There is of course no shortage at many airports now of the facility to check-in at multi-airline electronic points using barcodes on smart phones or physical paper boarding cards, together with passports, rather than at desks if the passenger has no baggage and/or to do the same where there are self-service bag drop machines. But going beyond that, to the point where there is no other option is a different matter altogether.
Mr Griffiths is clear. He said: “What we want is to eliminate them altogether. Soon, I don’t think you’ll need to check-in using any physical token of booking. Most of it will be done at the time of booking in the office or home.”
Presumably space that becomes available by way of the elimination of check-in desks will be used for the “immersive experiences” that the airport wants to introduce as part of its current rebranding exercise. Anything from new ‘dining experiences’ to Dubai-themed areas to trampolines and table tennis tables for kids.
Emirates Airline introduced ‘Home Check-in’ in 2018, a service which allows customers to check-in for their flights from anywhere in Dubai. It is a paid-for service available for customers across all classes travelling on Emirates flights. It enables passengers to complete the security check and check-in from their home, hotel or office and have their luggage transported to the airport prior to their flight.
An Emirates check-in agent will travel to the preferred location to weigh and tag the bags as well as check-in the customers and issue boarding passes. Customers can then make their own way to the airport and head directly to immigration, bypassing the check-in desks at the airport.
Emirates and Dubai Airports are big on innovation. In 2018, Dubai International managed to reduce waiting times by 28%, mainly by introducing smart gates and an advanced operations centre. But even if it is paid-for, a personal valet-cum-chauffeur personally supervising an individual’s check-in at home seems to be a highly labour intensive option, just as much as that of delivering lost baggage to a passenger. Mr Griffiths refers to it as “a maturity in the aviation market”.
But there are potential issues here. With the disappearance of check-in desks, which is the next natural progression, goes the disappearance of check-in agents. Technology exists primarily to reduce human labour with a fixed sunk development cost after which the profits roll in. But there are many reasons why a passenger might want to deal with an agent in situ at the airport, especially changes of circumstance that have occurred, security questions arising and other matters that require urgent human interface.

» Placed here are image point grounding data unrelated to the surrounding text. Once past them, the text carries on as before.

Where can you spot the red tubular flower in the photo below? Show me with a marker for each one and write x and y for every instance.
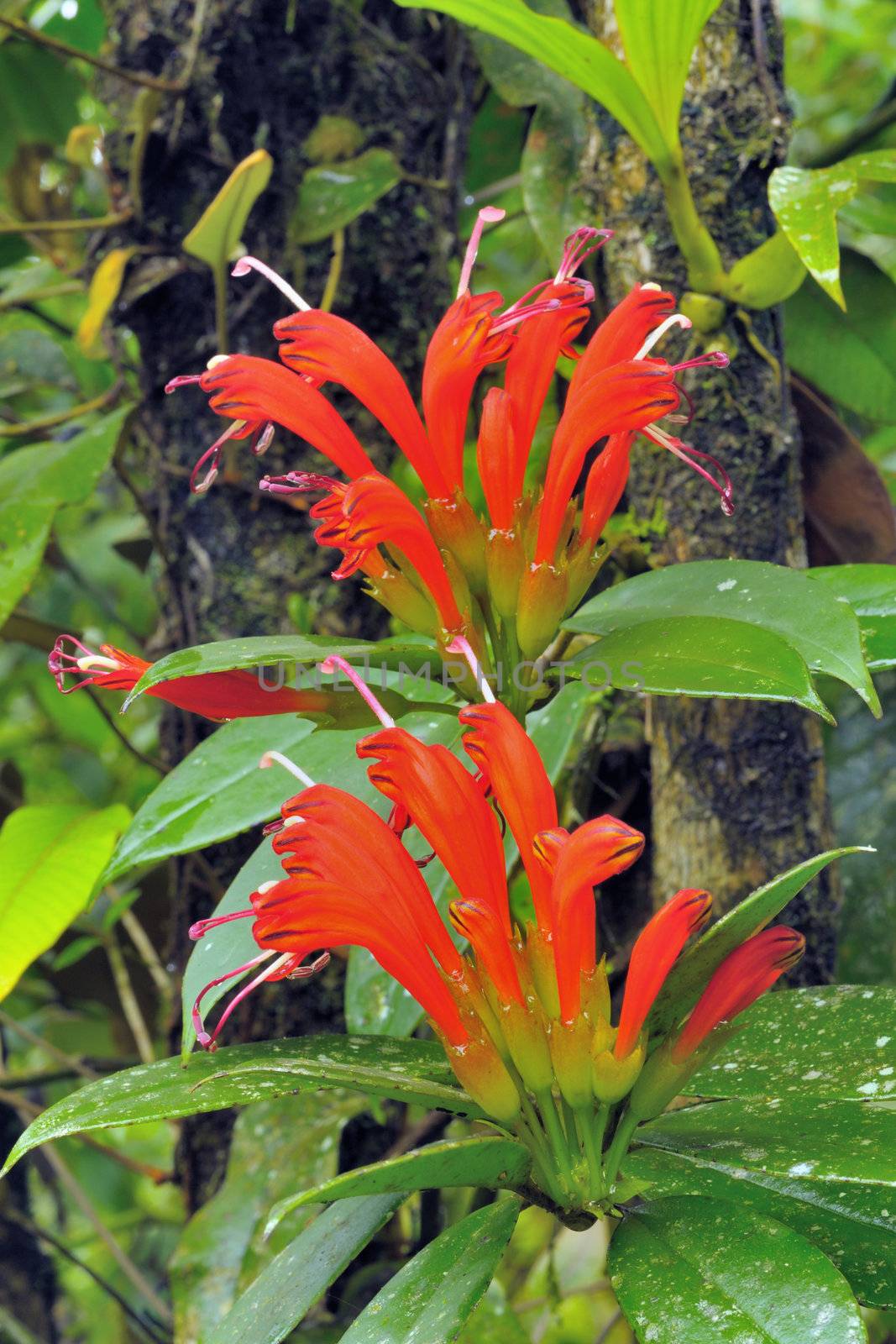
(597, 851)
(652, 958)
(446, 806)
(511, 764)
(329, 349)
(466, 340)
(621, 398)
(741, 979)
(215, 696)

The alternative is to have roving customer service staff dealing with issues that have arisen since both passenger and baggage were checked-in, possibly hours previously. Mr Griffiths said during his CAPA Middle East & Africa Aviation Summit keynote address earlier this month (embedded below) that alongside technological innovations, passengers still require some human interface during the airport travel experience.
Neither should it be assumed, as it often is, that everyone has a smart phone or similar device (and the natural progression here is that paper boarding cards will one day be phased out in favour of such devices). Currently 36% of the World’s total population has one (and statistics show UAE unsurprisingly at the top, with 82%, some way ahead of Sweden) and that includes small children. But that business is already suffering from the law of diminishing returns and the growth rate for new uptake is slackening, along with that for new models offering features barely better than their predecessors at considerable extra cost.

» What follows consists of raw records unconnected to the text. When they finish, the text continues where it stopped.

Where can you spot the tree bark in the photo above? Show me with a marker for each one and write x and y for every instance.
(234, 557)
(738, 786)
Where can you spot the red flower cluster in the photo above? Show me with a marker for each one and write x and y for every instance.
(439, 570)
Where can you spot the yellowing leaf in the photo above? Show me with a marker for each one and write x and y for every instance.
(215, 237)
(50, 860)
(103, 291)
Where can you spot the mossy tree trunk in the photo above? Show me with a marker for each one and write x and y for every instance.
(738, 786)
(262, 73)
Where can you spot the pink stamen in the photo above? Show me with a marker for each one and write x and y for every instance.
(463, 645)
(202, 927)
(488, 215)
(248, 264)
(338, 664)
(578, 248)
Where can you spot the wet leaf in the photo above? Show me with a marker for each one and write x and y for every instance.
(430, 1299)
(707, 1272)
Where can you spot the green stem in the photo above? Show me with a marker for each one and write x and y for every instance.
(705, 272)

Allowing for the fact that social media contagion may spread to the physical catalyst for social media itself, the smart phone, it may well always be the case that fewer people on average globally own a phone than those that do. Or trade wars may push up their price beyond a threshold of affordability. ‘Back-up’ systems, at the very least, will always be required by airports.
Which brings the argument to the final point, which is anchored on Dubai Airports’ desire to invest in processes and technology generally, as it lacks space for much more infrastructure. Such technology usually includes security and that really is the thicker end of the wedge. It appears that the introduction of biometric technology is at the top of most airports’ wish list at present but it is that technology which, in its formative state, needs back-up systems more than most.